Wednesday, April 24, 2024
HomeAnalysisBurma's obfuscation hides a nuclear secret

Burma’s obfuscation hides a nuclear secret

Burma recently told visiting US Senator John McCain that it has halted a peaceful nuclear program supported by Russia. This is an inconsequential event designed to obscure the ongoing military nuclear program that is being carried out in secret.

Burma has been flirting with Russia for about a decade over plans to buy a small nuclear research reactor. The intention was announced but no reactor or research laboratory was ever sold. The alleged “Russian support” was simply a commercial agreement to sell facilities to Burma, but Russia made it clear that Burma had to sign modern agreements with the International Atomic Energy Agency (IAEA) to provide adequate safeguards. Burma has not done so because it is probably already in violation of its old safeguards agreements.

Giving up this “peaceful program” that only existed on paper is obfuscation. The purpose of the reactor was allegedly for basic nuclear industrial research and the production of medical isotopes. This kind of reactor is common in the developing world and has no military significance. But when you consider that Burma is among the world’s lowest countries when it comes to per capita spending on healthcare, it makes no sense that they would be suddenly planning an expensive and complex nuclear medicine project, unless it is for a few elite.

So Burma has given up nothing but a plan. What are they not giving up?  Several thousand young Burmese have been sent to Russia since 2001 for training in all manner of engineering subjects: nuclear, missile, chemical and civil. Many of the subjects studied are for military purposes. Is this going to stop? Defectors have identified uranium mining and chemical processing sites, and factories have been built under false pretences to produce chemical equipment.

The man in charge of building the factories used to head Burma’s Department of Atomic Energy; the Burmese engineers building this equipment were told it was part of the military nuclear program. A comprehensive assessment of each of the pieces of equipment shows their possible uses, and when you assemble the known pieces in a step-by-step process it all fits into an industrial uranium production program. The end result of the step-by-step uranium production has nothing whatsoever to do with the “abandoned Russian program”. The factories are also working on missiles which are not peaceful. Will all of these activities stop?

The announcement to Senator McCain was facile on the surface and has no value.  Giving up a non-existent program is a shallow gesture. Now Burma needs to get serious about declaring what it has been doing. It needs to disclose all of its arms deals with North Korea.

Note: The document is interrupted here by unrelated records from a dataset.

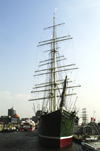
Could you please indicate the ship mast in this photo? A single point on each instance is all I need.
(51, 85)
(54, 48)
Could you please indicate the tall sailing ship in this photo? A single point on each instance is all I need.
(56, 122)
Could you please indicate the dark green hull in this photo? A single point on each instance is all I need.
(56, 128)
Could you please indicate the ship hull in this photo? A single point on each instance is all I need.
(56, 129)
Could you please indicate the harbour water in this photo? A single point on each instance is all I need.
(28, 141)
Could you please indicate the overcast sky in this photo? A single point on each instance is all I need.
(21, 27)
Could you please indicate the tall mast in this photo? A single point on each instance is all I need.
(54, 47)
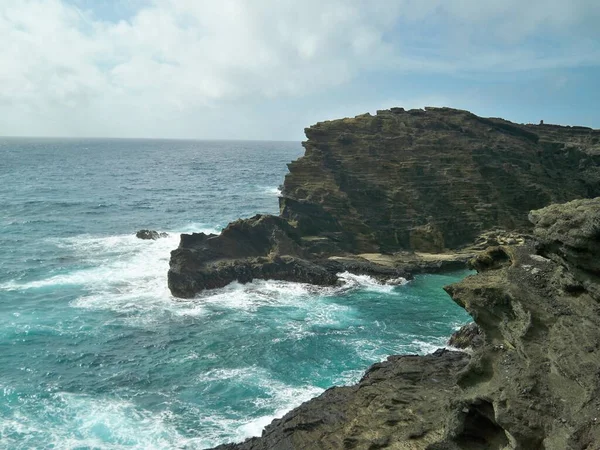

There are many areas of cooperation between Burma and North Korea in the fields of ballistic missiles and small military hardware=, and although no nuclear connection between the two has been proven, the US believes it may exist. It is time for Burma to stop wasting its peoples’ resources on military adventures that are unlikely to even be successful, given the backward state of technology. Burma must allow verifiable inspections from ASEAN and the IAEA to reveal what it has been doing and to prove that it has stopped.

Robert Kelley is a former director at the International Atomic Energy Agency (IAEA).